Features Overview

The features offered in this documentation section come from the package ChaosTools.jl. If you are encountering an issue with some of the methods, you can report/open a new issue at the GitHub Issues page.

Lyapunov Exponents

The following treat systems where the equations of motion are known:

1. Maximum Lyapunov exponent for both discrete and continuous systems: lyapunov.
2. Lyapunov spectrum for both discrete and continuous systems: lyapunovs.

Entropies and Dimensions

1. Generalized (Renyi) entropy and all related entropies: genentropy.
2. Very fast and very cheap (memory-wise) method for computing entropies of large datasets.
3. Generalized dimensions (e.g. capacity dimension, information dimension, etc.): generalized_dim.
4. Kaplan-Yorke dimension: kaplanyorke_dim.
5. Automated detection of best algorithmic parameters for calculating attractor dimensions.

And, in order to automatically deduce dimensions, we also offer methods for:

• Partitioning a function $y(x)$ vs. $x$ into regions where it is approximated by a straight line, using a flexible algorithm with a lot of control over the outcome.
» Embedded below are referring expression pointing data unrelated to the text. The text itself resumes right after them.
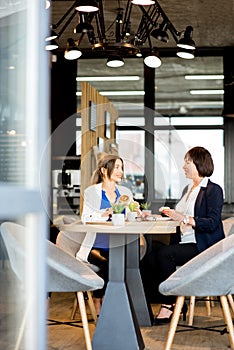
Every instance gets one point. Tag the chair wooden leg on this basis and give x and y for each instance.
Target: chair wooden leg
(231, 302)
(74, 308)
(91, 306)
(81, 301)
(191, 310)
(227, 319)
(174, 322)
(208, 305)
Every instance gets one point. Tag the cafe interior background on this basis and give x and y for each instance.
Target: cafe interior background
(161, 112)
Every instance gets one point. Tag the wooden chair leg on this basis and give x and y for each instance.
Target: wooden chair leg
(231, 302)
(228, 319)
(91, 306)
(191, 310)
(208, 305)
(174, 322)
(74, 308)
(81, 302)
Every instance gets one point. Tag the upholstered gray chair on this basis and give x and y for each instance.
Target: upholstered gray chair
(70, 242)
(228, 226)
(209, 273)
(65, 273)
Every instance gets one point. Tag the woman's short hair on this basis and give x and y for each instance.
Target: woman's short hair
(202, 159)
(107, 162)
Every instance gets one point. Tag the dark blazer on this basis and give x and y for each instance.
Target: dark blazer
(207, 215)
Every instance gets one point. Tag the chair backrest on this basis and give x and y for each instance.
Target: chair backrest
(70, 242)
(209, 273)
(65, 273)
(13, 236)
(228, 226)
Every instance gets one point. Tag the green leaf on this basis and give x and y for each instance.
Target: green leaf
(118, 208)
(145, 205)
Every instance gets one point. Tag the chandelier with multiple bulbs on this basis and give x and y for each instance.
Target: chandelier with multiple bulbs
(91, 30)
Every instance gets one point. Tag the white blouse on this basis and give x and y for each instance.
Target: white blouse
(186, 206)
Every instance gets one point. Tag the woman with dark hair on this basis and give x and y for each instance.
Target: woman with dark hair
(98, 199)
(199, 213)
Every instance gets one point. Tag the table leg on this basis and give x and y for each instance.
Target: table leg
(134, 282)
(117, 327)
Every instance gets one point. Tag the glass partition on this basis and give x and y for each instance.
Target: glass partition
(24, 121)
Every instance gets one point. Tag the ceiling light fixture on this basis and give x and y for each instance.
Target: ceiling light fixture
(115, 61)
(204, 77)
(72, 52)
(160, 33)
(153, 61)
(186, 42)
(185, 53)
(51, 45)
(143, 2)
(119, 78)
(206, 92)
(87, 6)
(124, 37)
(118, 93)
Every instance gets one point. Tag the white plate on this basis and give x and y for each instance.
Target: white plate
(163, 218)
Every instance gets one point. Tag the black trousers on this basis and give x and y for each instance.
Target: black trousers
(100, 258)
(168, 258)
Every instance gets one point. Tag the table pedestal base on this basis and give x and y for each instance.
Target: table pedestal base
(118, 329)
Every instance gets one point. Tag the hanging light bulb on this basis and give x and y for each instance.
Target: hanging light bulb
(187, 42)
(143, 2)
(87, 6)
(72, 52)
(115, 61)
(153, 61)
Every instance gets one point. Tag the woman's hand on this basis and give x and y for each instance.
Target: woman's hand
(107, 212)
(173, 214)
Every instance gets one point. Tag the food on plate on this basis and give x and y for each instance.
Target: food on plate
(124, 199)
(163, 209)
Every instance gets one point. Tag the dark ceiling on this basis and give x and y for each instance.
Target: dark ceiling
(213, 30)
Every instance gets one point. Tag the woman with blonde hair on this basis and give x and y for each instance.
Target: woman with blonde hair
(98, 199)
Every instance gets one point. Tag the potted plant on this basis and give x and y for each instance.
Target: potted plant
(145, 208)
(145, 205)
(118, 215)
(132, 214)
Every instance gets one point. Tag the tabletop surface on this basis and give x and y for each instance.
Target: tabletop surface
(143, 227)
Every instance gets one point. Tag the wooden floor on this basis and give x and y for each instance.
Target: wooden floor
(63, 337)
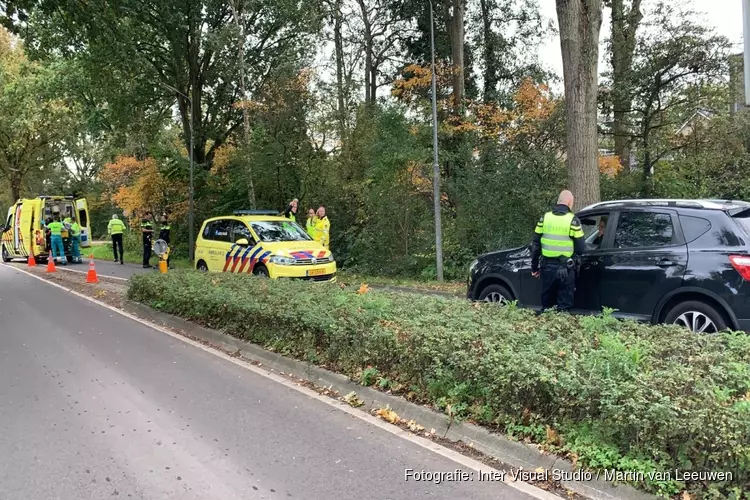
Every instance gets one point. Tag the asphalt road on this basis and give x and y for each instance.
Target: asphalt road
(94, 405)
See linear_regions.
• Detection of largest linear region of a function $y(x)$ vs. $x$ and extraction of the slope of this region.

Nonlinear Timeseries Analysis

1. Flexible and abstracted Reconstruction interface, that creates the delay-coordinates reconstruction of a timeseries efficiently.
2. Methods for estimating good Reconstruction parameters.
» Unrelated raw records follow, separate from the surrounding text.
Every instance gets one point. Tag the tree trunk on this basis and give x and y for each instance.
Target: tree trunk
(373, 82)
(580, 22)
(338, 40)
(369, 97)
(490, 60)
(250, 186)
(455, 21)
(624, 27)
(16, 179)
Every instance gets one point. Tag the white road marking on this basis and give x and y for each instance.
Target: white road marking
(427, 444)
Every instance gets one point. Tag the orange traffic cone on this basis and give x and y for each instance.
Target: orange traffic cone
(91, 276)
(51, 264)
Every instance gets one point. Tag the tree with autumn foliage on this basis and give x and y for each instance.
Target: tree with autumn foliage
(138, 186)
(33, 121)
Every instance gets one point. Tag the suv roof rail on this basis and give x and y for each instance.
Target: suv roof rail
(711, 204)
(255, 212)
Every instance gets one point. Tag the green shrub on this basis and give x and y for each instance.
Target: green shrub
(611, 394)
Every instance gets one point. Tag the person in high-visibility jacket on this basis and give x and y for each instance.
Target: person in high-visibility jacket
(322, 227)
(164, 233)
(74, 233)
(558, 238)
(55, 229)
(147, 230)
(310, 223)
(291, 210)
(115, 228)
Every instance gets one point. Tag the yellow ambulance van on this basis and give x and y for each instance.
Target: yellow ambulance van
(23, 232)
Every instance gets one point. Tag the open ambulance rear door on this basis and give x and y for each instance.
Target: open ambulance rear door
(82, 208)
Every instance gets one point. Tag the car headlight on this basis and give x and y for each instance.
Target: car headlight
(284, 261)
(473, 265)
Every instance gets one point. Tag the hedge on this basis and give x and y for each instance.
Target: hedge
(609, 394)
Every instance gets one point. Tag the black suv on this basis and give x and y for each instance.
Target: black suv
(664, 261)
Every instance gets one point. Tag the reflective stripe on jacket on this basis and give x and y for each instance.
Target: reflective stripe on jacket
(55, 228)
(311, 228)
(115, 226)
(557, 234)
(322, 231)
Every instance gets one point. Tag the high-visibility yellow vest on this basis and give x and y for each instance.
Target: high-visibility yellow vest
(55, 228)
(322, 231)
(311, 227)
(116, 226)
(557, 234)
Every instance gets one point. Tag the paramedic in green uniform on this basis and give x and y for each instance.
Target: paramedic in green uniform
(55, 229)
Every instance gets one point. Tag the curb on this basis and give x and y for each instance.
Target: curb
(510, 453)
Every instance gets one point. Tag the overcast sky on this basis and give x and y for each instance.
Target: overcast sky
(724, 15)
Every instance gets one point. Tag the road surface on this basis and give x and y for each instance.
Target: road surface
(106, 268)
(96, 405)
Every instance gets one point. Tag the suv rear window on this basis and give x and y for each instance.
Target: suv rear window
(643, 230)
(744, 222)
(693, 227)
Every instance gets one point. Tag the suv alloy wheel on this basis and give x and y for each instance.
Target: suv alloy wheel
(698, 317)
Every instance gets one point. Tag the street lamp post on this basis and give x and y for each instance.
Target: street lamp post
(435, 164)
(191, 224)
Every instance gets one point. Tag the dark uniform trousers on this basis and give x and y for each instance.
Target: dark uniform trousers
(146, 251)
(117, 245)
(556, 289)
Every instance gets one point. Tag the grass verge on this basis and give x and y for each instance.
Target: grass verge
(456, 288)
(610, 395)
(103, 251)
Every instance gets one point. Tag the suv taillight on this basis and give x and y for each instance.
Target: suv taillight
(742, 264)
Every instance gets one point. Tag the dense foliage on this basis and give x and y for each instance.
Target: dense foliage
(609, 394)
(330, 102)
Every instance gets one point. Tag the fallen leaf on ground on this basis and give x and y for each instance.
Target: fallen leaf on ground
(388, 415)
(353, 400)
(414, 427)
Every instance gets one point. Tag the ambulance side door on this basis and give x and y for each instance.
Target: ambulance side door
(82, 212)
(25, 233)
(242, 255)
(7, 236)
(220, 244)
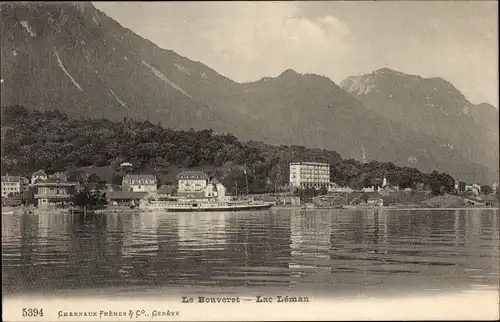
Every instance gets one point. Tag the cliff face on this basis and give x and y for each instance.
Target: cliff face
(73, 58)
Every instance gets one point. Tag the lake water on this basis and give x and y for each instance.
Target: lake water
(312, 251)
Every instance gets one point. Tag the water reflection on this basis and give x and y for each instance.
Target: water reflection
(331, 251)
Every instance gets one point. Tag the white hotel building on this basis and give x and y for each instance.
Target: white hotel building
(309, 174)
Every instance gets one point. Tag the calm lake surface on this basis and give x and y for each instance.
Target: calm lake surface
(314, 251)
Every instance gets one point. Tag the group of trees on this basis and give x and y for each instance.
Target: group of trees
(50, 140)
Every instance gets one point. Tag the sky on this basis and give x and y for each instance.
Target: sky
(245, 41)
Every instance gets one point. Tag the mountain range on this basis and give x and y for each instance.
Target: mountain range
(73, 58)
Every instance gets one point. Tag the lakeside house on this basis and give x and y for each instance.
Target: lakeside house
(11, 185)
(54, 192)
(215, 190)
(165, 192)
(140, 182)
(38, 175)
(126, 198)
(192, 184)
(379, 202)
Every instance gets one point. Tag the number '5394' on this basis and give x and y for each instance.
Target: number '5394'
(32, 312)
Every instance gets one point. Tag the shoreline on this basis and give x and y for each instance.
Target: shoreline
(460, 305)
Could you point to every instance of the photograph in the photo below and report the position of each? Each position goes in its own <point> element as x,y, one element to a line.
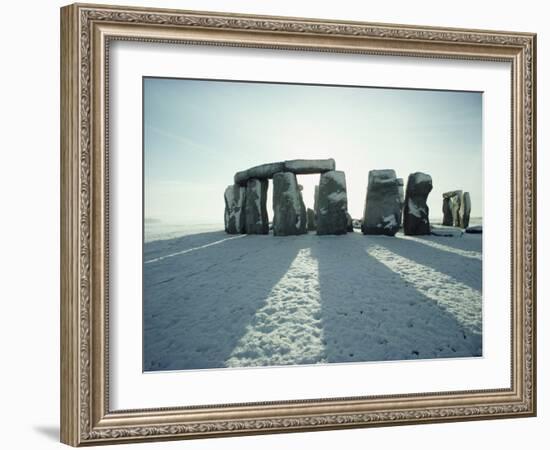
<point>289,224</point>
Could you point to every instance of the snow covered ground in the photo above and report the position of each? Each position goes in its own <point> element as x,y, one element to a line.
<point>213,300</point>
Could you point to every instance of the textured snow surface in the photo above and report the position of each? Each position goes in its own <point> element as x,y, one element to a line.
<point>416,210</point>
<point>214,302</point>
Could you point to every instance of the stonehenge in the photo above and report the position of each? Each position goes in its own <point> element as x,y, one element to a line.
<point>416,212</point>
<point>311,222</point>
<point>382,213</point>
<point>387,207</point>
<point>456,209</point>
<point>246,200</point>
<point>234,209</point>
<point>289,211</point>
<point>296,166</point>
<point>256,219</point>
<point>332,203</point>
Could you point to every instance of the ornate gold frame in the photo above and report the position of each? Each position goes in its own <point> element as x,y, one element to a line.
<point>86,31</point>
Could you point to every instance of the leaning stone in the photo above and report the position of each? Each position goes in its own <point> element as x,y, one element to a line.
<point>256,220</point>
<point>416,214</point>
<point>382,213</point>
<point>289,211</point>
<point>332,203</point>
<point>296,166</point>
<point>443,230</point>
<point>308,166</point>
<point>261,172</point>
<point>234,209</point>
<point>465,209</point>
<point>311,225</point>
<point>451,208</point>
<point>350,223</point>
<point>475,229</point>
<point>316,201</point>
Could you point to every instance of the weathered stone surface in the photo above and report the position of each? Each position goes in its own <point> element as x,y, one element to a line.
<point>456,208</point>
<point>350,222</point>
<point>289,211</point>
<point>234,209</point>
<point>416,213</point>
<point>401,195</point>
<point>307,166</point>
<point>316,201</point>
<point>382,213</point>
<point>263,171</point>
<point>296,166</point>
<point>447,212</point>
<point>465,209</point>
<point>311,225</point>
<point>332,203</point>
<point>256,219</point>
<point>451,208</point>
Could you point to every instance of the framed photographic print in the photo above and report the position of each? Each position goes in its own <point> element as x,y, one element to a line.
<point>275,224</point>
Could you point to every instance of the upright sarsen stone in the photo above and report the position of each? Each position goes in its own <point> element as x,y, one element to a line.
<point>456,209</point>
<point>382,213</point>
<point>416,213</point>
<point>256,219</point>
<point>451,208</point>
<point>311,224</point>
<point>234,197</point>
<point>289,211</point>
<point>332,203</point>
<point>465,209</point>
3. Four different algorithms for numerically determining the maximum Lyapunov exponent of a (e.g. experimentally) measured timeseries: numericallyapunov.

   • Fast computation of the above algorithms made possible by combining the

   performance of NearestNeighbors.jl with the abstraction of ChaosTools.jl.

Periodicity

1. Numerical method to find unstable and stable fixed points of any order$n$ of a discrete map (of any dimensionality): periodicorbits.

   • Convenience functions for defining and realizing all possible combinations of $\mathbf{\Lambda}_k$ matrices required in the above method.

Chaos Detection

1. The Generalized Alignment Index: $\text{GALI}_k$ : gali.

   • Implemented for both discrete and continuous systems.